Rijndael key size in C#

人走茶凉 提交于 2019-12-10 16:30:06

问题


I'm currently developing a little tool in C# that allows me to quickly crypt my files. So I used this script which looks to be perfect for me. But I still have a problem : the key is too short (8 character max). I read in RijndaelManaged() documentation that maximum size for the key is 256 bits, so I should be able to use a 64 character key... (like sha256 hash)

But every time I try to increase the key size, I get a nice "Encryption failed !", even for 9 characters. I've been looking for a solution on google for a while, but nothing useful.

The best thing I found is this. So I tried to change the padding like:

RMCrypto.Padding = PaddingMode.ISO10126;

// or
RMCrypto.Padding = PaddingMode.ANSIX923;

But it did not change anything...


回答1:


Rjindael's key size is not free to choose. It must be 128-bit, 192-bit, or 256-bit. It cannot be, say, 9 bytes or 18 bytes or 36 bytes. It must strictly be 16 bytes, 24 bytes, or 32 bytes.
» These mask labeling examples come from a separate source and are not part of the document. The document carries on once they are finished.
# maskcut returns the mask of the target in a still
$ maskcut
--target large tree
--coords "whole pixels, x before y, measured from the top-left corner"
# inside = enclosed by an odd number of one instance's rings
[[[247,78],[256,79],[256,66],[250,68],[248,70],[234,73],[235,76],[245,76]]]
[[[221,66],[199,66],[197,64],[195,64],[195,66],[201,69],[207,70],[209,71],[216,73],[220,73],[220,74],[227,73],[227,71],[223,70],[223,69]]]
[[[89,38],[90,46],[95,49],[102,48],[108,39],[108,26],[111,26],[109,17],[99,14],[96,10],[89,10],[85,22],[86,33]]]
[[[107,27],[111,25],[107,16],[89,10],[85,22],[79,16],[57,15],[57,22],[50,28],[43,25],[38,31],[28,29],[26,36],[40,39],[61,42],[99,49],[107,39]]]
Besides, you should first specify your key size suitably before you could use the class correctly. Though both 128-bit and 192-bit key size are allowed, you cannot, for instance, specify the key size to be 128-bit but using 192-bit key. The key size you specify must match the key size you use.

This is an example how you do it:

You could specify your key size (not to be confused with BlockSize) in the RjindaelManaged.KeySize property:

RMCrypto.KeySize = 256;

And then the key size in byte[] should match with the size of the key above:

byte[] key = new byte[]{ 0x00, 0x01, 0x02, 0x03, 0x04, 0x05, 0x06, 0x07, 0x08, 0x09, 0x0A, 0x0B, 0x0C, 0x0D, 0x0E, 0x0F, 0x00, 0x01, 0x02, 0x03, 0x04, 0x05, 0x06, 0x07, 0x08, 0x09, 0x0A, 0x0B, 0x0C, 0x0D, 0x0E, 0x0F }; 
RMCrypto.Key = key;

Be sure to use a key that looks like random noise in order to get some security.

Currently your key is too short:

string password = @"myKey123";
byte[] key = UE.GetBytes(password);



回答2:


Padding is for padding the plaintext to the size of the block-length, it has nothing to do with the keysize.

In Rijndael, you are only allowed to use keys of length 128, 160, 192, 224 or 256 bit. (AES-128 --> 128 bit key, AES-256 --> 256 bit key. Block length is still 128 in both).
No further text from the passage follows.